Bug 44111 - pata_via: crash with VT6415 controller
Summary: pata_via: crash with VT6415 controller
Status: ASSIGNED
Alias: None
Product: IO/Storage
Classification: Unclassified
Component: Serial ATA (show other bugs)
Hardware: All Linux
: P1 normal
Assignee: Jeff Garzik
URL:
Keywords:
Depends on:
Blocks:
 
Reported: 2012-07-01 19:22 UTC by Giuliano Procida
Modified: 2016-09-16 17:51 UTC (History)
6 users (show)

See Also:
Kernel Version: 3.0 and above
Subsystem:
Regression: No
Bisected commit-id:


Attachments
Patch to test (4.99 KB, patch)
2012-07-09 10:16 UTC, Alan
Details | Diff
Patch to test (5.29 KB, patch)
2012-07-09 10:20 UTC, Alan
Details | Diff

Description Giuliano Procida 2012-07-01 19:22:33 UTC
Original Debian bug report http://bugs.debian.org/679039 has some further information.

Hardware is an ASUS M4A88TD-M/USB3 EVO motherboard with an apparently rare on-board VIA VT6415 PATA controller. I have one device linked to this controller, a LITE-ON DVDRW SOHW-1693S. CPU is a quad-core Phenom II.

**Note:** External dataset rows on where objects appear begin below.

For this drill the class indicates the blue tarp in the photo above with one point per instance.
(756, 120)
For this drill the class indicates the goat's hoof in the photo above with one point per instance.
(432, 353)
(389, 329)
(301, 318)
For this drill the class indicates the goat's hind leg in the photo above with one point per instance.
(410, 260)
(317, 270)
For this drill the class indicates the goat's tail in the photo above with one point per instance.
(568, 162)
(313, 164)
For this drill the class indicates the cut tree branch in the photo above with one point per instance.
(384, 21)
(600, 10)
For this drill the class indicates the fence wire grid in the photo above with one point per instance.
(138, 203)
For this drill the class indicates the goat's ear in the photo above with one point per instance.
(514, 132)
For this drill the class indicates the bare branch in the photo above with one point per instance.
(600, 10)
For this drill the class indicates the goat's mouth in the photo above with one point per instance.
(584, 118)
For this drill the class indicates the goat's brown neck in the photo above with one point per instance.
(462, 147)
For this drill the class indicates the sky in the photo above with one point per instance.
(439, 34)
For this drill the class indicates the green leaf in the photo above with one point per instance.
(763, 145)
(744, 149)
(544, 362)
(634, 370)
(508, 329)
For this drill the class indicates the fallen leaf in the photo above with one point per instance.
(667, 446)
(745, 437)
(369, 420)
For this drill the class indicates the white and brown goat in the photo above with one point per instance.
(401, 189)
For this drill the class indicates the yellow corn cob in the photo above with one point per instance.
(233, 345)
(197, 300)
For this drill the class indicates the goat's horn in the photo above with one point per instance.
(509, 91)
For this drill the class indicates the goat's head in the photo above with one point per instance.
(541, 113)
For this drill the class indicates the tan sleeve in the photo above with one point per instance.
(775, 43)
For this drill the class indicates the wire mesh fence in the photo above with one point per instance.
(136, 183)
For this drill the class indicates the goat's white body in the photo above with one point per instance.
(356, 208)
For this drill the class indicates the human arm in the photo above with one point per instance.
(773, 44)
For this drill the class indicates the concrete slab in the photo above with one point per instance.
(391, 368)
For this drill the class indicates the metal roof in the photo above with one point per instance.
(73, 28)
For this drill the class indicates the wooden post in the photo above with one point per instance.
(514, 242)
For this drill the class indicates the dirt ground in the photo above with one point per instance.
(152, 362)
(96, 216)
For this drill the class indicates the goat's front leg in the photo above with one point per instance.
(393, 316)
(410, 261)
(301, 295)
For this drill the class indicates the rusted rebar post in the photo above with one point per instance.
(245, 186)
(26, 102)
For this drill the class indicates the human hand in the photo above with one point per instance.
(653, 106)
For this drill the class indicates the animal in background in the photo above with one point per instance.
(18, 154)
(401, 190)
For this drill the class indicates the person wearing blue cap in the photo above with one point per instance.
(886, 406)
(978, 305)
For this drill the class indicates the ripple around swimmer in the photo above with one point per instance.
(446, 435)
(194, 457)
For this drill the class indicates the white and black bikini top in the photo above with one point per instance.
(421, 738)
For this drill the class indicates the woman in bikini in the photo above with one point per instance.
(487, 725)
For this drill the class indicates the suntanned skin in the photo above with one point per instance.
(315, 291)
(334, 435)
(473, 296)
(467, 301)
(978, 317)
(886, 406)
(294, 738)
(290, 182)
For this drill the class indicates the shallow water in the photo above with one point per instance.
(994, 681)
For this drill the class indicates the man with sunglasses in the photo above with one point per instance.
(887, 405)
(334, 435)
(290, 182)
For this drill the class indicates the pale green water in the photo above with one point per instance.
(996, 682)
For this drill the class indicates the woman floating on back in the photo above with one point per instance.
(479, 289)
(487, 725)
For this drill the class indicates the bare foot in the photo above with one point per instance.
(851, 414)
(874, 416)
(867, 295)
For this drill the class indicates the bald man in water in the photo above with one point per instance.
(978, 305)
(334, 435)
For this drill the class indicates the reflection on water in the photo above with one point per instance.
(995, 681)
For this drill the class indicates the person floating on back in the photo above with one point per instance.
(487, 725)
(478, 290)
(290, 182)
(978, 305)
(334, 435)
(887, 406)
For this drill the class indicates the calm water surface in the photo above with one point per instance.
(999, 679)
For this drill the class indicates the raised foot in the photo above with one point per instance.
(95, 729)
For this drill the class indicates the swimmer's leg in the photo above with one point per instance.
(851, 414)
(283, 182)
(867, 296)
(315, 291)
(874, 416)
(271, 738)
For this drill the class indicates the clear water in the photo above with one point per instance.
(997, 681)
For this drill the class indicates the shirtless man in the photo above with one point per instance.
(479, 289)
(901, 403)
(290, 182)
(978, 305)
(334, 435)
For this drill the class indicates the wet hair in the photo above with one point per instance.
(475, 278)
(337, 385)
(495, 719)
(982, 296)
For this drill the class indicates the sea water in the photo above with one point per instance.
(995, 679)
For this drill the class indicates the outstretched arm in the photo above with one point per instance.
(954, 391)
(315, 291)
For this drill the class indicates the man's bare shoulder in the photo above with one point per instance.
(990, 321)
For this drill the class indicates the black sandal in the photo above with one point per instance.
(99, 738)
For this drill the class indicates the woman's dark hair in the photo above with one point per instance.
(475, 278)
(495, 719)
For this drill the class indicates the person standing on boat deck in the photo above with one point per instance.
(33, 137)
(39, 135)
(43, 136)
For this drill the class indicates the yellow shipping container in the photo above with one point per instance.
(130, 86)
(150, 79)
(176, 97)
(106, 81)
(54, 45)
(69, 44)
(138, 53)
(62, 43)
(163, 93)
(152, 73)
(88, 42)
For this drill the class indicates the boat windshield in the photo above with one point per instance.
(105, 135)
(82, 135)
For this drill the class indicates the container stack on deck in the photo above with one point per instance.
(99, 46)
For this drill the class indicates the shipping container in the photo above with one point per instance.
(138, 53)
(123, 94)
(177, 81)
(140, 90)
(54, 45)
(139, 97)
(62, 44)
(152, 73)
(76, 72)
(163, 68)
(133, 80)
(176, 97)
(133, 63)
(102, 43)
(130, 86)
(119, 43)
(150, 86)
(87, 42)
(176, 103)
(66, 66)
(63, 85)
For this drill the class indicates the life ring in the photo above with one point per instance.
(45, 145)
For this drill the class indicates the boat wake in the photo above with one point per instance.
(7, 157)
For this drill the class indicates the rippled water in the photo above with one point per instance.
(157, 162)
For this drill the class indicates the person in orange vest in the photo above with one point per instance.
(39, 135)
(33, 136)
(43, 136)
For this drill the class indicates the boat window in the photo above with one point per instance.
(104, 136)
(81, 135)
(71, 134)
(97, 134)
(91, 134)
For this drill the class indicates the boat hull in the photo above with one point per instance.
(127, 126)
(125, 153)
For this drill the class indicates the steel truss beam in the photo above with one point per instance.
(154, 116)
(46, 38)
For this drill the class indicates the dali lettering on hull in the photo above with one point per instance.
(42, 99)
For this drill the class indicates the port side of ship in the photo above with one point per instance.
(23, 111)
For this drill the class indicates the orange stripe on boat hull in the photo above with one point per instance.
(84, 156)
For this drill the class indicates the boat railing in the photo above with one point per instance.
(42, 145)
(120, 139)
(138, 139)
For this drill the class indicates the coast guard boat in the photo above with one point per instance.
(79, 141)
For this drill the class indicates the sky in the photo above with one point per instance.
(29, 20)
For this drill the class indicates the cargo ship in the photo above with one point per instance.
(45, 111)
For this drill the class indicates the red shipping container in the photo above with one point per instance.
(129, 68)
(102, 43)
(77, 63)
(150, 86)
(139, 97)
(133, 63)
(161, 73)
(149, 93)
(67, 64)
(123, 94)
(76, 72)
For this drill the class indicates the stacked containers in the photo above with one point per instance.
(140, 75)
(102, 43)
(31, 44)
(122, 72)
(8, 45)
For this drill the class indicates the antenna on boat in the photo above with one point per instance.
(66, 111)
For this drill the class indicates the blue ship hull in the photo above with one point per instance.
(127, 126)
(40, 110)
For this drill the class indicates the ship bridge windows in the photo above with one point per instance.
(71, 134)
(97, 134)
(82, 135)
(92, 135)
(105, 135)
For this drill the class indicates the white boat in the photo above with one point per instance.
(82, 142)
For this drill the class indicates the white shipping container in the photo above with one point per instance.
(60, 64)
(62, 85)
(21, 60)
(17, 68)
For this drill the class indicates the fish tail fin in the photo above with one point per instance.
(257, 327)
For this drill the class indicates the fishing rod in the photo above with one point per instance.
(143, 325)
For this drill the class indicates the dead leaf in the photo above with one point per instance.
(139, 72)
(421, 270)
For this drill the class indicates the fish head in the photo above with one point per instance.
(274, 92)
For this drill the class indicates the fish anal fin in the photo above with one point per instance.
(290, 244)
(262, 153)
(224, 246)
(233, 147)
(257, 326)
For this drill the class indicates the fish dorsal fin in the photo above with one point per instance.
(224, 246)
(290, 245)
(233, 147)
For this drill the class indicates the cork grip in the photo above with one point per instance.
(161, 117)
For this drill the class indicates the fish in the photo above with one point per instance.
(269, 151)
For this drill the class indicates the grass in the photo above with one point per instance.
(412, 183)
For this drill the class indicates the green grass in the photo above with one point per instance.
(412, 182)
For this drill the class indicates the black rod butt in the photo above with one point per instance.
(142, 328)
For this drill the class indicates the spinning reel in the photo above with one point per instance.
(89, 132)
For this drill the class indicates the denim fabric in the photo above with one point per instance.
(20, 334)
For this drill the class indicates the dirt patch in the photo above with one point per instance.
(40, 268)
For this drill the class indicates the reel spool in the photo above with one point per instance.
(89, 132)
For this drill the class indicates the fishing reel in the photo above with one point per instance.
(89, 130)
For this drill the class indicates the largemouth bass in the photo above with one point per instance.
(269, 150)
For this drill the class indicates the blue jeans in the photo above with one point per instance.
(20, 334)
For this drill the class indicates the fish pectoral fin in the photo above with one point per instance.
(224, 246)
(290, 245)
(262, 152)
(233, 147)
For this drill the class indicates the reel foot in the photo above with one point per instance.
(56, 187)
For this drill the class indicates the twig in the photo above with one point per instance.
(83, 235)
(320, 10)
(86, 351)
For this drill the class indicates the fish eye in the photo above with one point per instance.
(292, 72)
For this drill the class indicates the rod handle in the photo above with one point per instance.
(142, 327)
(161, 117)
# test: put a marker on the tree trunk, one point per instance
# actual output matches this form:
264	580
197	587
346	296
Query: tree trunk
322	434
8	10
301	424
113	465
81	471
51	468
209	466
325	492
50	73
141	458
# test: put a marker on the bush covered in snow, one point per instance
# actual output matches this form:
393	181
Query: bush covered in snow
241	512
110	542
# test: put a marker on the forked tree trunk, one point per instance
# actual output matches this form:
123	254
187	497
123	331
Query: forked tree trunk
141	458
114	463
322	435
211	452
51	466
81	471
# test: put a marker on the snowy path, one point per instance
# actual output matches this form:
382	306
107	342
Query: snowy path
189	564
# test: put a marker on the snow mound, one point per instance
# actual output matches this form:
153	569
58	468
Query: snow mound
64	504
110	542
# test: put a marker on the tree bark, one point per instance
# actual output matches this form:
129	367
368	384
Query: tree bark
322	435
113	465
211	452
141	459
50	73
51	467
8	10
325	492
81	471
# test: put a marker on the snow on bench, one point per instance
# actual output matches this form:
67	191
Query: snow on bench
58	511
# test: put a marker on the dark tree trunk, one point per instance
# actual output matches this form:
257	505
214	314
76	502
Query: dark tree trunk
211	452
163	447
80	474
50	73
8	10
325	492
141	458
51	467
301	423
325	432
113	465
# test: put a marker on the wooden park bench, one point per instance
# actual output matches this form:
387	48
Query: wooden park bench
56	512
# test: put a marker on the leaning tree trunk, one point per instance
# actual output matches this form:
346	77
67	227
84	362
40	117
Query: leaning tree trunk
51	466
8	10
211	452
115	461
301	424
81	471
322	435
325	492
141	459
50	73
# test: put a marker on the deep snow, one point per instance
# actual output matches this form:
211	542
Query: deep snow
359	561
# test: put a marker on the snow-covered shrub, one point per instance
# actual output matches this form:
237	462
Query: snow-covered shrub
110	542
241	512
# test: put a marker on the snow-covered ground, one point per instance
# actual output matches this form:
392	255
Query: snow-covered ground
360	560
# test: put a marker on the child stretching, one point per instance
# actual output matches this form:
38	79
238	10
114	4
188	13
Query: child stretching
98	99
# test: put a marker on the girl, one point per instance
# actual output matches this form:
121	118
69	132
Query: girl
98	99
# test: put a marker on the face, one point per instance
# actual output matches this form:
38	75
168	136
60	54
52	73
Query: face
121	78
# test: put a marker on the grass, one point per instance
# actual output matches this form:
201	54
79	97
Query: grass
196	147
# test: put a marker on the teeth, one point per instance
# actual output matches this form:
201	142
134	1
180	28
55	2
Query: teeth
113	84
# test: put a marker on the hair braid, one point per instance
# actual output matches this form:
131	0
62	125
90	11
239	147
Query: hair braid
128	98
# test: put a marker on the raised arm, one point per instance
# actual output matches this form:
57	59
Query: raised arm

Shortly after the pata_via module loads, the system hangs completely (no SysReq, no keyboard LEDs) with probability ~ 0.9. The crash is prevented with libata dma=1. Disabling the VIA option ROM makes no difference. The BIOS is the latest available version.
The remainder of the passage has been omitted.